My notes from the Udemy course: Apache Kafka for Beginners.
Kafka Theory
- Topics: a particular stream of data.
- It is similar to a table in a database, without all the constraints.
- A topic is identified by its name.
- Partitions: topics are split in partitions. They are ordered, and each message within a partition gets an incremental ID, called offset. You need to define the number of partitions when creating a topic.
- Offsets has only meaning for a specific partition.
- Order is guaranteed only within a partition.
- Once data is written to a partition, it cannot be changed (immutability).
- Data is assigned randomly to a partition unless a key is provided.
- Brokers are nothing else than servers, which are used to compose a Kafka cluster.
- Each broker has its own ID (integer).
- Each broker contains only certain topic partitions, but not all of them.
- A good number to get started is 3 brokers.
- Topic replication factor
- Topics should have a replication factor >1 (usually between 2 and 3).
- This way, if a broker is down, another broker can serve the data.
- Leader for a partition defines a broker that is a leader for a given partition, which means receiving and serving the data for a partition.

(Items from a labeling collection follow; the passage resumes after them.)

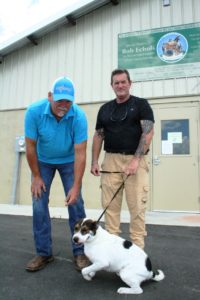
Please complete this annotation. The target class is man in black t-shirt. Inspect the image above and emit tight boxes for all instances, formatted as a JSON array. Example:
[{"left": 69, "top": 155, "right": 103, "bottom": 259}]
[{"left": 91, "top": 69, "right": 154, "bottom": 249}]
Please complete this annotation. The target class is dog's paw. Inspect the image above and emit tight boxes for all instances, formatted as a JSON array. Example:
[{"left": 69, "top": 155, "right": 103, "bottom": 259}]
[
  {"left": 81, "top": 268, "right": 95, "bottom": 281},
  {"left": 117, "top": 287, "right": 143, "bottom": 295},
  {"left": 89, "top": 272, "right": 96, "bottom": 279}
]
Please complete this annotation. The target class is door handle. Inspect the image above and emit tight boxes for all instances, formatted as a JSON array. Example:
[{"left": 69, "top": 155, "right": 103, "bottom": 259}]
[{"left": 153, "top": 156, "right": 160, "bottom": 166}]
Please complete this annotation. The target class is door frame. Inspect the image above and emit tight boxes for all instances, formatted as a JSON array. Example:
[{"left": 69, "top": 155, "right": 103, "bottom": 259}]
[{"left": 147, "top": 97, "right": 200, "bottom": 213}]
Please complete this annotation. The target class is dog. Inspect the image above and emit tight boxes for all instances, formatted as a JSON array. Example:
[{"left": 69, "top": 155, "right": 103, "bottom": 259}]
[{"left": 72, "top": 218, "right": 165, "bottom": 294}]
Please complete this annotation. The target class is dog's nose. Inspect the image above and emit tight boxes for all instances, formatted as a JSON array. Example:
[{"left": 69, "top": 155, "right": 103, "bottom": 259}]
[{"left": 73, "top": 236, "right": 79, "bottom": 244}]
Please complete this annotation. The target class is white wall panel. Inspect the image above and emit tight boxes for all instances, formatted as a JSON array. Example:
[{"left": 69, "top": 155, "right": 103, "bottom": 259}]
[{"left": 0, "top": 0, "right": 200, "bottom": 109}]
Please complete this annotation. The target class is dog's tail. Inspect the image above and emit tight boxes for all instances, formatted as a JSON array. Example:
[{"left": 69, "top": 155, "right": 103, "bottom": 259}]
[{"left": 152, "top": 270, "right": 165, "bottom": 281}]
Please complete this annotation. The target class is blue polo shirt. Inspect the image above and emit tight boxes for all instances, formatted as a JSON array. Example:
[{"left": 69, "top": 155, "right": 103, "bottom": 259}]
[{"left": 25, "top": 99, "right": 87, "bottom": 164}]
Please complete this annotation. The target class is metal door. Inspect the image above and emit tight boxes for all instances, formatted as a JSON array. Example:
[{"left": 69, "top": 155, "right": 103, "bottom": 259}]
[{"left": 152, "top": 103, "right": 200, "bottom": 212}]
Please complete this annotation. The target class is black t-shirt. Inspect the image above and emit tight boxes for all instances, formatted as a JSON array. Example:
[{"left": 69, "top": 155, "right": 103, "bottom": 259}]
[{"left": 96, "top": 96, "right": 154, "bottom": 153}]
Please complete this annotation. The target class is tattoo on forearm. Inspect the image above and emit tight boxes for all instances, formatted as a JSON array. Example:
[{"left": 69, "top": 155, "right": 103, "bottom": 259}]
[
  {"left": 135, "top": 120, "right": 153, "bottom": 157},
  {"left": 96, "top": 128, "right": 105, "bottom": 139}
]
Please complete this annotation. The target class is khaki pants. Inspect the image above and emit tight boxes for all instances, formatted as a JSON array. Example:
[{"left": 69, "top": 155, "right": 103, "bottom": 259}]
[{"left": 101, "top": 153, "right": 149, "bottom": 249}]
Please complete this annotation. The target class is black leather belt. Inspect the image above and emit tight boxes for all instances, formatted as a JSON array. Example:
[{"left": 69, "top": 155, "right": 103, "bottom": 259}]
[{"left": 106, "top": 150, "right": 135, "bottom": 155}]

The other broker]s (ISR - in-sync replicas) will synchronize the data.
- Producers
- Producers write data to topics.
- Producers automatically know to which broker and partition to write to.

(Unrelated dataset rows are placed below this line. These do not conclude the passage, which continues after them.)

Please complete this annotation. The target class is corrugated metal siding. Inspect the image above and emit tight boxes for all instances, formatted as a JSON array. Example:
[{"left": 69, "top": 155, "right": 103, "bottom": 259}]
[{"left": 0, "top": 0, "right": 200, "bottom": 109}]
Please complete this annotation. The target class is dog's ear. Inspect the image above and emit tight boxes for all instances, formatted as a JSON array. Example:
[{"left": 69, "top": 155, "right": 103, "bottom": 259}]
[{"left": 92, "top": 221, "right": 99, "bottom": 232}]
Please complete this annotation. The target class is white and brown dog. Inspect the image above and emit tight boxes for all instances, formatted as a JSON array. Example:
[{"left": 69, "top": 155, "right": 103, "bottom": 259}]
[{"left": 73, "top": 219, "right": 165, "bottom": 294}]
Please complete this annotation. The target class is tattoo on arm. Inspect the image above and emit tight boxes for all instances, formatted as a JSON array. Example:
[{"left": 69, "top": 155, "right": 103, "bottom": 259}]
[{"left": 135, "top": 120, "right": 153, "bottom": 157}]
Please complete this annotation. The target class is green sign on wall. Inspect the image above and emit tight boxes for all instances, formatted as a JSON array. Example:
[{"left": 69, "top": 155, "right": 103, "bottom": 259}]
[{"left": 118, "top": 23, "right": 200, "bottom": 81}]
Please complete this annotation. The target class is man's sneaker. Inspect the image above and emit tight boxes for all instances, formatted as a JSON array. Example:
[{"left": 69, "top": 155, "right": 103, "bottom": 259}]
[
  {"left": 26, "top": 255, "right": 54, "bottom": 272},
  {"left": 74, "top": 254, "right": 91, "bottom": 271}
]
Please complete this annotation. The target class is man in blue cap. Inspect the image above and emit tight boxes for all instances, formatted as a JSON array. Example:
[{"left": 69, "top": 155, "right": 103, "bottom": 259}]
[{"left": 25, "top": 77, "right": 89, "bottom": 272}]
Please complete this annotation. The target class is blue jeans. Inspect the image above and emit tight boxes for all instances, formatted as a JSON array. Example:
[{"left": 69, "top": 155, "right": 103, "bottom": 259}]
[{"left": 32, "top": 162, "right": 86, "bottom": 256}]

- Producers automatically recover when a broker fails.
- Producers can choose to receive acknowledgement of data writes:
- acks=0: producer will not wait for acknowledgement (possible data loss)

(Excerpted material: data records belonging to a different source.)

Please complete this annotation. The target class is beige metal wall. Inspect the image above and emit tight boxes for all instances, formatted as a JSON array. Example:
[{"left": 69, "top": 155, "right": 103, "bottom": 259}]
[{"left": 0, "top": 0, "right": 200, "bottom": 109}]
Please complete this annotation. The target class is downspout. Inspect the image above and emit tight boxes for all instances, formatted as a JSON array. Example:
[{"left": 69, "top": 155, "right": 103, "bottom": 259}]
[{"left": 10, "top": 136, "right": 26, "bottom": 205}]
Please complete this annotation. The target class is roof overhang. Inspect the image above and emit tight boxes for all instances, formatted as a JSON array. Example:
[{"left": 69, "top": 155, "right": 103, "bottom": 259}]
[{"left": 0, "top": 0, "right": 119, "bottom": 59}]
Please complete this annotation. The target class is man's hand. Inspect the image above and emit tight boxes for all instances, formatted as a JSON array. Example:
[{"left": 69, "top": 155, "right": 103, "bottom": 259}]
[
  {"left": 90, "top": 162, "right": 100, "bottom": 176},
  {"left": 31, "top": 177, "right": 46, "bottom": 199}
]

- acks=1: producer will wait for leader acknowledgement (limited data loss)
- acks=all: producer will wait for leader and replicas acknowledgement (no data loss)
- Message keys: a key can be sent by the producer, which will route the message to a certain partition. If no key is sent, data is routed via round robin.
- A key must be sent if you need message ordering for a specific field.
- All messages with the same key go to the same partition.
- Consumers
- Consumers read data from a topic (identified by a name).
- Consumers know which broker to read from.
- Consumers automatically recover when a broker fails.
- Data is read in order within each partition.
- Consumers read data in consumer groups. Each consumer within a group reads from exclusive partitions; if there are more consumers than partitions, some consumers will be inactive.
- Consumer offsets
- Kafka stores the offsets at which a consumer group has been reading, which are commited to a topic called __consumer_offsets.
- If a consumer dies, it will be able to read back from where it left off thanks to the committed consumer offsets.
- Consumers can choose when to commit offsets: at most once, at least once (preferred) and exactly once.
- Kafka Broker Discovery
- Every Kafka broker is also a “bootstrap server”, which means they about every other broke, topics and partitions (metadata).
- Once you connect to one broker, you will be connected to the entire cluster.
- Zookeeper
- Zookeeper manages the brokers, and performs leader election for partitions.
- Zookeeper sends notification to Kafka in case of changes (e.g. new broker, broker dies, delete topic, etc).
- Kafka cannot work without Zookeeper.
- Zookeeper operates by design with an odd number of servers (3, 5, 7…).
- Kafka guarantees
- Messages are appended to a topic-partition in the order they are sent.
- Consumers read messages in the order stored in a topic-partition.
- With a replication factor of N, producers and consumers can tolerate up to N-1 brokers being down.
- As long as the number of partitions for a topic remains constant, the same key will always go to the same partition.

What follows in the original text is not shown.